The Salt Lake Tribune, like many other daily newspapers, has struggled to figure out how to squeeze a dollar or two from the digital desert of online ad revenues in order to help offset the costs of its online edition. Now, the Trib wants to sell readers exclusive online memberships that would come with special-event invitations and access to an ad-free site where members can read the news without being waylaid by pop-ups or surveys about what kinds of jeans they buy.
Whether that "Save-the-Trib" mentality translates into meaningful revenue for the paper, however, is another matter—especially as some media experts question whether such voluntary paywall models can be successful on the local level.
To paywall or not to paywall has been a troubling question for the nation's media bosses, many of whom have seen meager gains in online ad revenue. According to the Pew Research Center's "State of the Media" report released in April 2015, digital ad revenue across all media grew 18 percent from 2013 to 2014. Unfortunately, the legacy news industry, which includes newspapers like The Tribune, has barely a sliver of that revenue pie. Instead, according to the Pew Center, five technology companies took in half of all display-ad revenue, with Facebook alone accounting for 24 percent of that pie.

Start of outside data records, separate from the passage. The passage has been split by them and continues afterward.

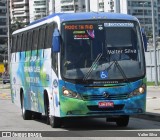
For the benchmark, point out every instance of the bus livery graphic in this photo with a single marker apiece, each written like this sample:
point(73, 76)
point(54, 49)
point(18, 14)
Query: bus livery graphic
point(79, 65)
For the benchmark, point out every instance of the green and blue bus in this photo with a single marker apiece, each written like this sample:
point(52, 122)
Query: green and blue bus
point(79, 65)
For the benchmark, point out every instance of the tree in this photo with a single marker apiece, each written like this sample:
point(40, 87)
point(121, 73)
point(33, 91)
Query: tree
point(17, 25)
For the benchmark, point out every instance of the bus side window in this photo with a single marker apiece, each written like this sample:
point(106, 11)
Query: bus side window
point(19, 43)
point(25, 42)
point(40, 40)
point(35, 39)
point(46, 37)
point(14, 42)
point(50, 34)
point(30, 38)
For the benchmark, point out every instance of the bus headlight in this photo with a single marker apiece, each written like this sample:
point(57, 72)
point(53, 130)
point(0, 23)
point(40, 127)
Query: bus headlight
point(71, 94)
point(138, 91)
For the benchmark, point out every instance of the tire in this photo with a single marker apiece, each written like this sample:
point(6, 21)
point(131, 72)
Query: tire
point(26, 114)
point(122, 121)
point(55, 122)
point(37, 115)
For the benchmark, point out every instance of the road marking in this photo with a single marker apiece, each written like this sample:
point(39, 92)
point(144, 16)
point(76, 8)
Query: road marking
point(4, 96)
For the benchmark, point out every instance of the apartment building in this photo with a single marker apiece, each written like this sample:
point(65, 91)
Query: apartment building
point(66, 6)
point(139, 8)
point(38, 9)
point(19, 11)
point(3, 22)
point(143, 11)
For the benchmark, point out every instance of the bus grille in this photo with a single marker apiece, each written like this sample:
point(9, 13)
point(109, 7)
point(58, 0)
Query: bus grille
point(96, 108)
point(102, 97)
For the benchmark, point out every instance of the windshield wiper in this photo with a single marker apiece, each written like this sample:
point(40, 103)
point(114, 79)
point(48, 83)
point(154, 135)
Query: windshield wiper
point(93, 66)
point(121, 71)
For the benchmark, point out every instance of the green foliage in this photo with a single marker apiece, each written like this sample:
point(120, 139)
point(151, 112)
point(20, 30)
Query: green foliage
point(17, 25)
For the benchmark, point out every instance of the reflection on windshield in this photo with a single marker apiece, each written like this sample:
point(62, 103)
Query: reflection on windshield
point(89, 51)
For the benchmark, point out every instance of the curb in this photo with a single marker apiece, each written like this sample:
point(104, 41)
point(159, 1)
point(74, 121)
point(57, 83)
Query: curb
point(149, 116)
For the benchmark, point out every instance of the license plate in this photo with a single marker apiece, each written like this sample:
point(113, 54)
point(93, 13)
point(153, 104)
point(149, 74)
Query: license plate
point(105, 104)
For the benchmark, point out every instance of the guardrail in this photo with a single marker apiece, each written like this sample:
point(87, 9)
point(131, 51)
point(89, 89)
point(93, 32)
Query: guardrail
point(150, 64)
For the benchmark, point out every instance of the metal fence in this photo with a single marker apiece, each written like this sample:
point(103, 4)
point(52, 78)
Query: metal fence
point(150, 64)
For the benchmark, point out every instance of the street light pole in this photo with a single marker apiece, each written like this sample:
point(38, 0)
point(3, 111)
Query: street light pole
point(154, 44)
point(143, 3)
point(8, 26)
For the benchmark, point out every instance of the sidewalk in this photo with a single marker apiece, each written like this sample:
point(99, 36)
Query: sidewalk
point(152, 103)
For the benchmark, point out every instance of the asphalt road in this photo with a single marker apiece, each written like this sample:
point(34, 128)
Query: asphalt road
point(11, 120)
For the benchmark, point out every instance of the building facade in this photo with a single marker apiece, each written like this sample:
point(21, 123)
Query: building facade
point(138, 8)
point(3, 22)
point(143, 11)
point(19, 11)
point(38, 9)
point(66, 6)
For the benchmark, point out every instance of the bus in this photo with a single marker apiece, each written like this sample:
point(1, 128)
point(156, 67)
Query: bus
point(79, 65)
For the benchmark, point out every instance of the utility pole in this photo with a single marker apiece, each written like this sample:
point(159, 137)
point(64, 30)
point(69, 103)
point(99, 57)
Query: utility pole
point(53, 8)
point(87, 5)
point(154, 44)
point(97, 5)
point(74, 6)
point(8, 26)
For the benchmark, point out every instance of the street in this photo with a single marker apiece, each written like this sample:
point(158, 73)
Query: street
point(11, 120)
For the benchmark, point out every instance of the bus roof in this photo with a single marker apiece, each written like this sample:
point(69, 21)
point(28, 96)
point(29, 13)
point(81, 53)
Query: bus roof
point(79, 16)
point(86, 16)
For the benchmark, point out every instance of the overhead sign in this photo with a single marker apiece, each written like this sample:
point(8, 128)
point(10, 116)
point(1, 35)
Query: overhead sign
point(2, 69)
point(79, 27)
point(118, 25)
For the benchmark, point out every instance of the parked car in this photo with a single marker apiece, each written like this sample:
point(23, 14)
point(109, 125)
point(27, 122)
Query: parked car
point(5, 78)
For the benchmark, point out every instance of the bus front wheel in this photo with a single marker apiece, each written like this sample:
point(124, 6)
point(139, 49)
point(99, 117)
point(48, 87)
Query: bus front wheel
point(122, 121)
point(26, 114)
point(55, 122)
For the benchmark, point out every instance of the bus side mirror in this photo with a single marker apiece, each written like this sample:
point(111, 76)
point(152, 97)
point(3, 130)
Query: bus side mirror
point(144, 41)
point(56, 41)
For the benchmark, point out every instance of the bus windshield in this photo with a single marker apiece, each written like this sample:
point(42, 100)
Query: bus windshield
point(91, 48)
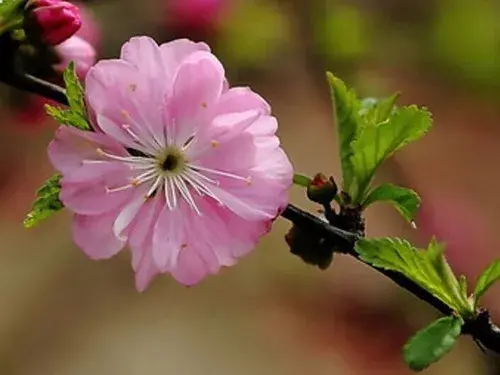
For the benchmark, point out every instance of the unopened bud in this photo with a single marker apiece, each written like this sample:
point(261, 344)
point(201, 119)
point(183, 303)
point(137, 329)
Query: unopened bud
point(57, 20)
point(322, 189)
point(77, 50)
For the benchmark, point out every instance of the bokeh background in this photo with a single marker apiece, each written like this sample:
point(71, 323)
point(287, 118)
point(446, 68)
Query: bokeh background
point(62, 314)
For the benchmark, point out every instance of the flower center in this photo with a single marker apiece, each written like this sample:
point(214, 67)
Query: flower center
point(172, 161)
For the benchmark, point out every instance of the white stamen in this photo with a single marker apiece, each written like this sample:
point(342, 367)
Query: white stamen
point(126, 159)
point(200, 186)
point(155, 186)
point(218, 173)
point(144, 177)
point(117, 189)
point(172, 191)
point(202, 176)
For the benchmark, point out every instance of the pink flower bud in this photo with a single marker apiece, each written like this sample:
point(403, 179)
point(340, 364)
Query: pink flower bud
point(77, 50)
point(58, 20)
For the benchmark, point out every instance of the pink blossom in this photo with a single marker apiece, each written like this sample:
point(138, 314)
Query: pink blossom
point(78, 50)
point(58, 20)
point(186, 171)
point(195, 14)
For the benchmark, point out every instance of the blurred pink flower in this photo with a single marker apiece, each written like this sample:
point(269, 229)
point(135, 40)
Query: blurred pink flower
point(199, 15)
point(78, 50)
point(57, 19)
point(185, 170)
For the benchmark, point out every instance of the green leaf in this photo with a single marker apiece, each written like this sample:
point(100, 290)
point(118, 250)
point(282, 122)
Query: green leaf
point(406, 201)
point(74, 90)
point(377, 142)
point(47, 202)
point(432, 343)
point(377, 110)
point(301, 180)
point(67, 117)
point(427, 268)
point(346, 107)
point(76, 114)
point(487, 278)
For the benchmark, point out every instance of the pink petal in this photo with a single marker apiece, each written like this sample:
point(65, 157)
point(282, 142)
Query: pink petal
point(175, 52)
point(137, 101)
point(71, 146)
point(85, 190)
point(145, 273)
point(223, 129)
point(190, 268)
point(241, 99)
point(141, 232)
point(169, 235)
point(129, 212)
point(94, 235)
point(197, 87)
point(144, 53)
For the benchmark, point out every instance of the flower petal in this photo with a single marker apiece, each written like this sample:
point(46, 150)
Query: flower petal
point(94, 235)
point(71, 146)
point(190, 268)
point(169, 236)
point(144, 53)
point(146, 271)
point(175, 52)
point(84, 191)
point(129, 212)
point(141, 232)
point(197, 86)
point(137, 101)
point(240, 99)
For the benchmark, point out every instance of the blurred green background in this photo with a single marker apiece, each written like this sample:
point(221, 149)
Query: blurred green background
point(63, 314)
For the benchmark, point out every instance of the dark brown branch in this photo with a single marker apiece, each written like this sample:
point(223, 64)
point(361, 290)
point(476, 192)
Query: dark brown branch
point(35, 85)
point(481, 328)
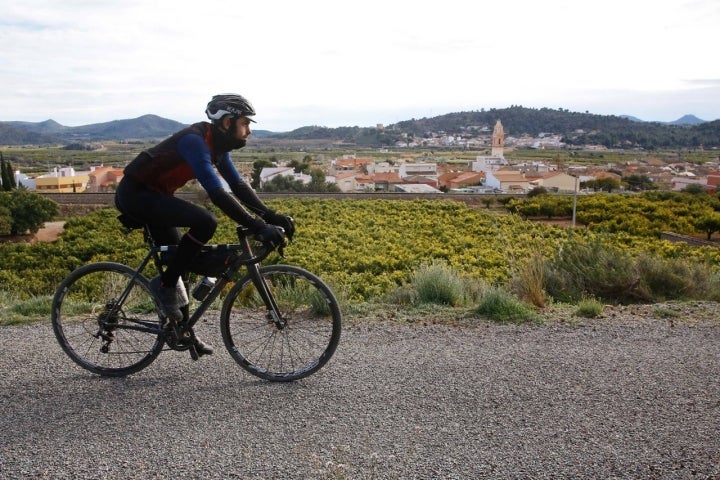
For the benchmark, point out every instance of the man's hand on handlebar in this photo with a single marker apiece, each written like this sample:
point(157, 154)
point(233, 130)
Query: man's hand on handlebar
point(280, 220)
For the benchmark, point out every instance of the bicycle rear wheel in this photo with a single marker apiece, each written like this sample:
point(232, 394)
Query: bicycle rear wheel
point(293, 346)
point(100, 328)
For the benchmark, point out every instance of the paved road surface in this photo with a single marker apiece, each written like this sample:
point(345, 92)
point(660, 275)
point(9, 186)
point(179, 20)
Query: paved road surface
point(639, 400)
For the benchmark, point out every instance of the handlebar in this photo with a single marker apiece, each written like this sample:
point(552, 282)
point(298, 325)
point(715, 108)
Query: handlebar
point(266, 246)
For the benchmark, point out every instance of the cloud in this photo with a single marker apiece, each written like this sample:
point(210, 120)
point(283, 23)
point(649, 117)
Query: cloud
point(333, 63)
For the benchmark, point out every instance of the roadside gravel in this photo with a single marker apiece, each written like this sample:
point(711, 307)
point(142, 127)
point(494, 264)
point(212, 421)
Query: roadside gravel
point(633, 395)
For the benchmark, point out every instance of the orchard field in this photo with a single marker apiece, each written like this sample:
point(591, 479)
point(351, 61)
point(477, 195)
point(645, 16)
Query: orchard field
point(363, 248)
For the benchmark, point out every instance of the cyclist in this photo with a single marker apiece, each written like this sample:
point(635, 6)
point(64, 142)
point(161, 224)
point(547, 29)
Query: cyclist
point(145, 194)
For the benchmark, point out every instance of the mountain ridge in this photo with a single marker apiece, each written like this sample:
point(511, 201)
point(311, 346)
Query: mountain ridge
point(610, 130)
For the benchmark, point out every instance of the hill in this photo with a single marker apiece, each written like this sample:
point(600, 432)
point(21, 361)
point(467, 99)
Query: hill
point(576, 129)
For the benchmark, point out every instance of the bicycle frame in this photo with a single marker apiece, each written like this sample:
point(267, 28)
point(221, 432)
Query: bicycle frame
point(248, 259)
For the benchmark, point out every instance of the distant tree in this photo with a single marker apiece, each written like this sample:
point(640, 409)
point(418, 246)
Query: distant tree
point(318, 183)
point(694, 188)
point(6, 174)
point(258, 165)
point(5, 220)
point(300, 167)
point(283, 183)
point(637, 183)
point(29, 210)
point(537, 191)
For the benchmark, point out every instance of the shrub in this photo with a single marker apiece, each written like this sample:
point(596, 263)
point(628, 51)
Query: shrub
point(675, 278)
point(528, 280)
point(584, 267)
point(438, 283)
point(502, 306)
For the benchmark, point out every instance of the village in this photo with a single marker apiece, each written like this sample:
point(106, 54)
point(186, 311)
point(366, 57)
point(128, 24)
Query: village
point(486, 174)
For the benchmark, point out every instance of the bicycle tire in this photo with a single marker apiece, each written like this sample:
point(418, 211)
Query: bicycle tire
point(99, 341)
point(312, 324)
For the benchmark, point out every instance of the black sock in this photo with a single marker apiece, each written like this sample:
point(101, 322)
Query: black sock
point(186, 251)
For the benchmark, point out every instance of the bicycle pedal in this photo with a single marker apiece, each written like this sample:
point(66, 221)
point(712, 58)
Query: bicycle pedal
point(193, 352)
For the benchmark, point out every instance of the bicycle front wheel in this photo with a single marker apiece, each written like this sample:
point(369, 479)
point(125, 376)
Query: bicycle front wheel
point(106, 321)
point(293, 345)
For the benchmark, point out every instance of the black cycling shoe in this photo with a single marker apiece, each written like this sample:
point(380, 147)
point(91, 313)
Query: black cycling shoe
point(203, 348)
point(168, 298)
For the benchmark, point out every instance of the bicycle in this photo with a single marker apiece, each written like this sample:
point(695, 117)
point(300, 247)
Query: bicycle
point(278, 322)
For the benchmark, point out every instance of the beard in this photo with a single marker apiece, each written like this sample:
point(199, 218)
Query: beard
point(224, 142)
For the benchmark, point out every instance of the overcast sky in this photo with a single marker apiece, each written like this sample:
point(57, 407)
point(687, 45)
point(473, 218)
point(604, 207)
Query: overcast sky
point(335, 63)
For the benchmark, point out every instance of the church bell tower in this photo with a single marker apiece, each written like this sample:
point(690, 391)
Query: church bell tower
point(498, 144)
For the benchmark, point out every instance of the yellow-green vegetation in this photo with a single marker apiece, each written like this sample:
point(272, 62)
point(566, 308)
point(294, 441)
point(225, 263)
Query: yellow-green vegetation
point(412, 252)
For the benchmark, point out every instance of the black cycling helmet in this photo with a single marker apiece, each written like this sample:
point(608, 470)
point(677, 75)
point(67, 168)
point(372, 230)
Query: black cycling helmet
point(229, 104)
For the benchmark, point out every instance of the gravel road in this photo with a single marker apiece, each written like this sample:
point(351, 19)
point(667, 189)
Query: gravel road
point(619, 397)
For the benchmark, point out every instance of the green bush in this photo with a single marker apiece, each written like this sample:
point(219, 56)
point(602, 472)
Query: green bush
point(588, 267)
point(589, 308)
point(676, 278)
point(502, 306)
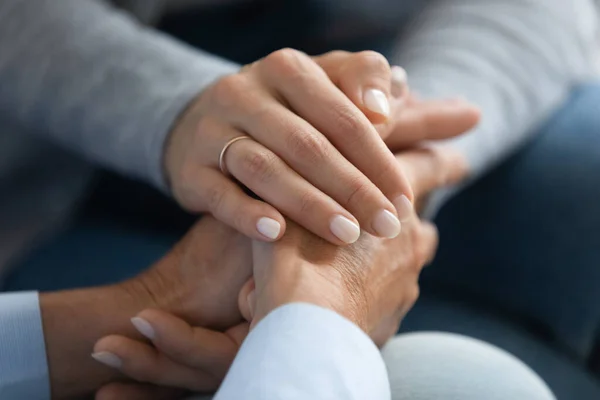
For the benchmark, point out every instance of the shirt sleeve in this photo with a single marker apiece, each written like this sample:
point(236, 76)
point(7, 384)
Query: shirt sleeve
point(517, 60)
point(92, 78)
point(23, 364)
point(301, 351)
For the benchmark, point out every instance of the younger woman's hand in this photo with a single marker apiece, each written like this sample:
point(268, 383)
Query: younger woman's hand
point(310, 152)
point(179, 358)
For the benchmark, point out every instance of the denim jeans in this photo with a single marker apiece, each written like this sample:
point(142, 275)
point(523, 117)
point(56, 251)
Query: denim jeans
point(519, 257)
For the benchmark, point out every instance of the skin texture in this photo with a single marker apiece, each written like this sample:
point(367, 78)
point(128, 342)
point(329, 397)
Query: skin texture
point(199, 282)
point(373, 282)
point(314, 155)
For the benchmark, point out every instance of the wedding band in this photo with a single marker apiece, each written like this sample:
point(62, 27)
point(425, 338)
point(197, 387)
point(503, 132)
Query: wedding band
point(222, 165)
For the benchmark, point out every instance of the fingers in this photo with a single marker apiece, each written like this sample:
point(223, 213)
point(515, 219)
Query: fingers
point(192, 346)
point(365, 77)
point(143, 363)
point(227, 202)
point(311, 94)
point(429, 168)
point(269, 177)
point(431, 120)
point(427, 243)
point(312, 157)
point(137, 391)
point(182, 356)
point(247, 299)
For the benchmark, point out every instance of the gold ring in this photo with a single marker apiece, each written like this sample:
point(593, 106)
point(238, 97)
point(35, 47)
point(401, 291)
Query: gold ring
point(222, 165)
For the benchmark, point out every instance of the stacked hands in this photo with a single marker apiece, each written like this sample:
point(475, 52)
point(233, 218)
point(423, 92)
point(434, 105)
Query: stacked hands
point(322, 133)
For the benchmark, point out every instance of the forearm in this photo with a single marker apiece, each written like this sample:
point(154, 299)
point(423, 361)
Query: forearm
point(73, 321)
point(514, 59)
point(93, 79)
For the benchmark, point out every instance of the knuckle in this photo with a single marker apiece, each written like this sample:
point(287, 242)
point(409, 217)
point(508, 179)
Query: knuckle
point(285, 61)
point(436, 163)
point(359, 191)
point(260, 165)
point(215, 199)
point(349, 123)
point(306, 145)
point(373, 60)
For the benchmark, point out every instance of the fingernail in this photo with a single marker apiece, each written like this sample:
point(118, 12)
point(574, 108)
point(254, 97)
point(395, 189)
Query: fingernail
point(268, 227)
point(404, 208)
point(386, 224)
point(108, 359)
point(251, 303)
point(143, 327)
point(399, 81)
point(344, 229)
point(376, 101)
point(399, 75)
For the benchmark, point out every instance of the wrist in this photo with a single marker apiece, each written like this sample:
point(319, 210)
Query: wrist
point(303, 282)
point(73, 321)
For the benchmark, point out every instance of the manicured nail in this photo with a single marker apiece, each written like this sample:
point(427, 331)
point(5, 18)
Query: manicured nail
point(399, 76)
point(399, 81)
point(108, 359)
point(143, 327)
point(386, 224)
point(344, 229)
point(268, 227)
point(376, 101)
point(404, 208)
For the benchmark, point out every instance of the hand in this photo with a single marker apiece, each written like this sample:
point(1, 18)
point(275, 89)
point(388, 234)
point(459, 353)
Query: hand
point(417, 121)
point(373, 283)
point(314, 154)
point(200, 278)
point(367, 267)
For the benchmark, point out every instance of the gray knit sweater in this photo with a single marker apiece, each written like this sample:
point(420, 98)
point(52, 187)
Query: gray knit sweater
point(87, 76)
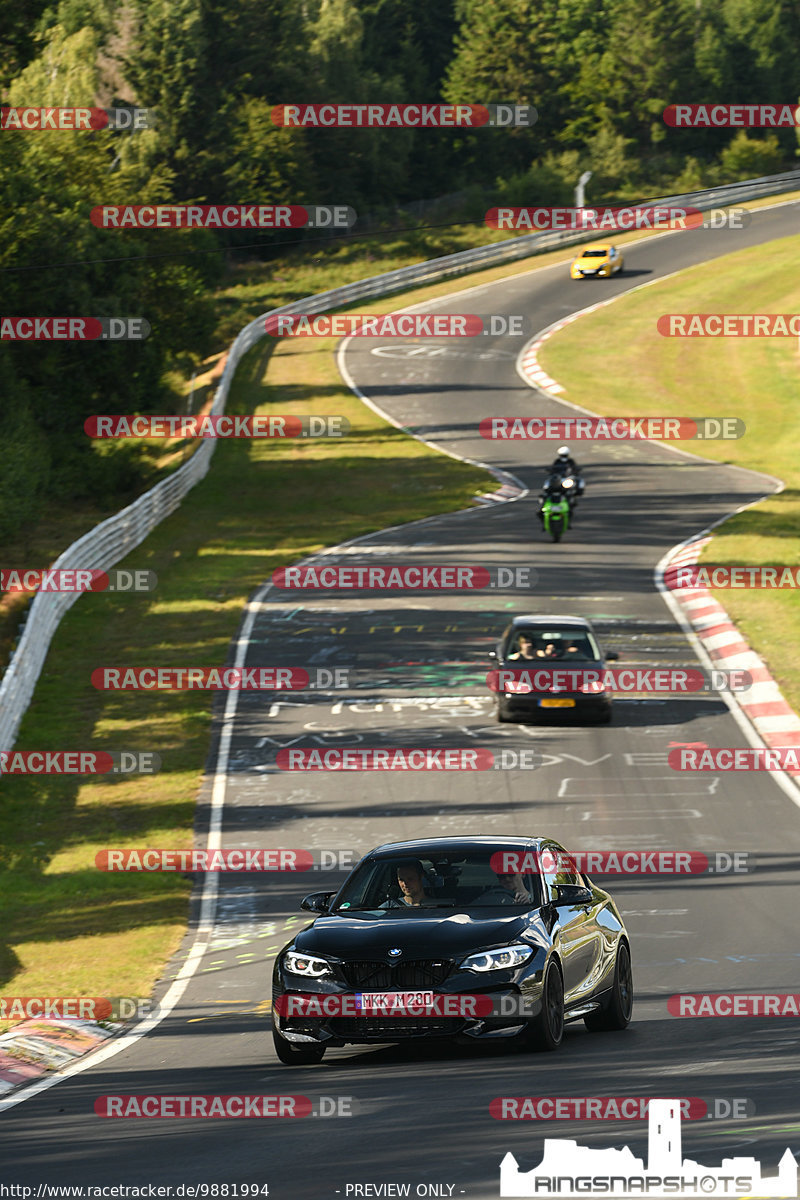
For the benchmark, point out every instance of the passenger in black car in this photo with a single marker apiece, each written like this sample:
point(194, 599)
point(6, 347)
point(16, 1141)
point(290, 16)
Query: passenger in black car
point(515, 887)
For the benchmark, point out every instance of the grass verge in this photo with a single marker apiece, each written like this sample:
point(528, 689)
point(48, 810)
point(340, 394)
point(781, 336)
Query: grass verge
point(70, 929)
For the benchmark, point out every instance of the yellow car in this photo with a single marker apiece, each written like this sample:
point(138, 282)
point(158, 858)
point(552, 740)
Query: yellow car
point(597, 259)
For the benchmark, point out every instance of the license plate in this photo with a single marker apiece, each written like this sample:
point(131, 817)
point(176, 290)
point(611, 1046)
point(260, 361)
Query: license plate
point(386, 1001)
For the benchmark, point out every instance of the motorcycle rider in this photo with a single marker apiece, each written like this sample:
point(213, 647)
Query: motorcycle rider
point(565, 465)
point(551, 487)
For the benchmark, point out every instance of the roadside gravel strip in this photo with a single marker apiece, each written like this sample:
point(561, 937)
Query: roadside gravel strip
point(762, 712)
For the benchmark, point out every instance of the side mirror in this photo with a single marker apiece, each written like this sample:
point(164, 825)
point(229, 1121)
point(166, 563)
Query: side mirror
point(318, 901)
point(572, 894)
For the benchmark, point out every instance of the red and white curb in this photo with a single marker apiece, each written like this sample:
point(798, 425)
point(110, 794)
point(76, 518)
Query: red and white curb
point(35, 1048)
point(506, 492)
point(762, 712)
point(774, 719)
point(533, 372)
point(528, 360)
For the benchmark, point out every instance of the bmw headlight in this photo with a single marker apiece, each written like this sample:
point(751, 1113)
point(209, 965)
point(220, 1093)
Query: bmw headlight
point(306, 965)
point(501, 959)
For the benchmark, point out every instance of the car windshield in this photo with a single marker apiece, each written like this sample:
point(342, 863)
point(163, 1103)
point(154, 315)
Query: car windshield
point(447, 881)
point(572, 645)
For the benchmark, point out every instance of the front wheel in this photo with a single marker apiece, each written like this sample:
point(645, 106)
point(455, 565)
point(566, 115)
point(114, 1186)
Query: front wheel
point(546, 1032)
point(293, 1055)
point(615, 1013)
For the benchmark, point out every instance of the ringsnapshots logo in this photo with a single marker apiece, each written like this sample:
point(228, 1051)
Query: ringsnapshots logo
point(573, 220)
point(76, 579)
point(218, 678)
point(79, 762)
point(612, 429)
point(403, 577)
point(223, 216)
point(397, 324)
point(73, 329)
point(571, 1171)
point(403, 117)
point(218, 425)
point(729, 324)
point(732, 117)
point(42, 119)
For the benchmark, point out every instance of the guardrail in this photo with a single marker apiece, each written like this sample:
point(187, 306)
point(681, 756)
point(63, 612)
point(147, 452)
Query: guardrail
point(118, 535)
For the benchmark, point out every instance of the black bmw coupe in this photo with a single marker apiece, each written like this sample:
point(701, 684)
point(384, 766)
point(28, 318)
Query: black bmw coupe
point(465, 937)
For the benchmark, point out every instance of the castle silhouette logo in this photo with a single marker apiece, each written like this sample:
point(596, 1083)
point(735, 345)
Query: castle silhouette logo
point(571, 1171)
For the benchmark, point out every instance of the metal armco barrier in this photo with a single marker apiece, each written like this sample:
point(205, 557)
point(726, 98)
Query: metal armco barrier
point(118, 535)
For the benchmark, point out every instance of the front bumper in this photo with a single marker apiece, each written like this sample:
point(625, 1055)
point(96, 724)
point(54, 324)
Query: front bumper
point(512, 1007)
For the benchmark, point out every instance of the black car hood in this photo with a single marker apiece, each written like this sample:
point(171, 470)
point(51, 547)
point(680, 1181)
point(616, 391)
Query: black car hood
point(416, 936)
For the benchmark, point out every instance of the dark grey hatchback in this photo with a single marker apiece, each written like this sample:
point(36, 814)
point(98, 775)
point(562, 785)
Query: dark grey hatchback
point(551, 666)
point(461, 937)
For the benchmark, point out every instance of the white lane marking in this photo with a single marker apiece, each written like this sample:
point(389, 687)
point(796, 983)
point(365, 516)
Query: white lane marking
point(626, 814)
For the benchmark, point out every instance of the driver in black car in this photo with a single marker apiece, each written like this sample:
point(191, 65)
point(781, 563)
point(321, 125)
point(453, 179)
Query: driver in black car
point(410, 879)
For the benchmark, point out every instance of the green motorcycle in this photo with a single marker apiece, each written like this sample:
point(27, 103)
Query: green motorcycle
point(555, 508)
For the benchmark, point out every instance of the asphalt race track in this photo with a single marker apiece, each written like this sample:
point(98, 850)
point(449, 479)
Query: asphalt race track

Tribune editor and publisher Terry Orme says he considered the idea of charging all online readers for content but realized that "we'd take a terrific hit in [web] traffic"—especially when stacked up against competitors like the Deseret News and KSL.com.
Instead, the model the Trib is now rolling out will be purely optional. A "premium" $9.99 per-month membership gives readers access to the ad-free site and invitations to special events, while a "sustaining" $4.99 per-month member would receive only special-event access.
Orme says the program would expand on the town-hall events the Trib has held in the past, such as its forum on police use of force, or a recent "What Mormon Women Want" event the paper hosted at the Salt Lake City Main Library. Orme says other events would be more hands-on: For instance, a photography class where members could come to the office one day to learn photography basics from Trib photographers and then go out on another day to shoot pictures in Memory Grove. Food writer Kathy Stephenson could teach members how to cook up a mean dish of baklava. Or, members could have a cup of coffee and breakfast with Pat Bagley, other editorial columnists and even Orme himself.
"We'd say, 'Hey, look ... come out on Saturday morning. We'll feed you and we can talk politics. You can tell us how full of crap we are because of our election coverage'— that sort of thing," Orme says.
Richard Hanley, a professor of journalism at Quinnipiac University in Connecticut, says this "value-added" kind of paywall is being tested at a variety of newspapers, including The New York Times, which gives its members opportunities to rub elbows with sports athletes, famous authors and political newsmakers.
Such efforts have met with mixed results: "The jury is still out," Hanley says.
The Times paywall members "get into these big events with heavy hitters, newsmakers— it's the insider's perspective," Hanley says. "There's a certain allure to that, but for local newspapers, I don't know if the celebrity roster is such that it can sustain that model."
This model also presents another challenge: adding the role of entertainer to journalists' already stacked workload. Orme, however, says that, so far, Trib reporters have been willing to go the extra mile with such events, though he hopes it doesn't add too much of a burden.
"The big danger is that we're burning people to a cinder," Orme says. "That's not just in our newsroom, but all newsrooms."
Orme only expects around 1 percent or fewer of the site's unique visitors to sign up for a membership. But no matter how small that number, all the funds go to help support the newsroom and help journalists do their jobs better.
The move is a gamble, but Orme hopes it's one that readers will bet on when it comes to supporting the Trib's role in propping up the Fourth Estate in Utah. "I'm confident in saying that no one has really figured digital advertising out," Orme says. "So I think it's a good time to try something new and play on the goodwill of readers, and the fact that people do want to support us."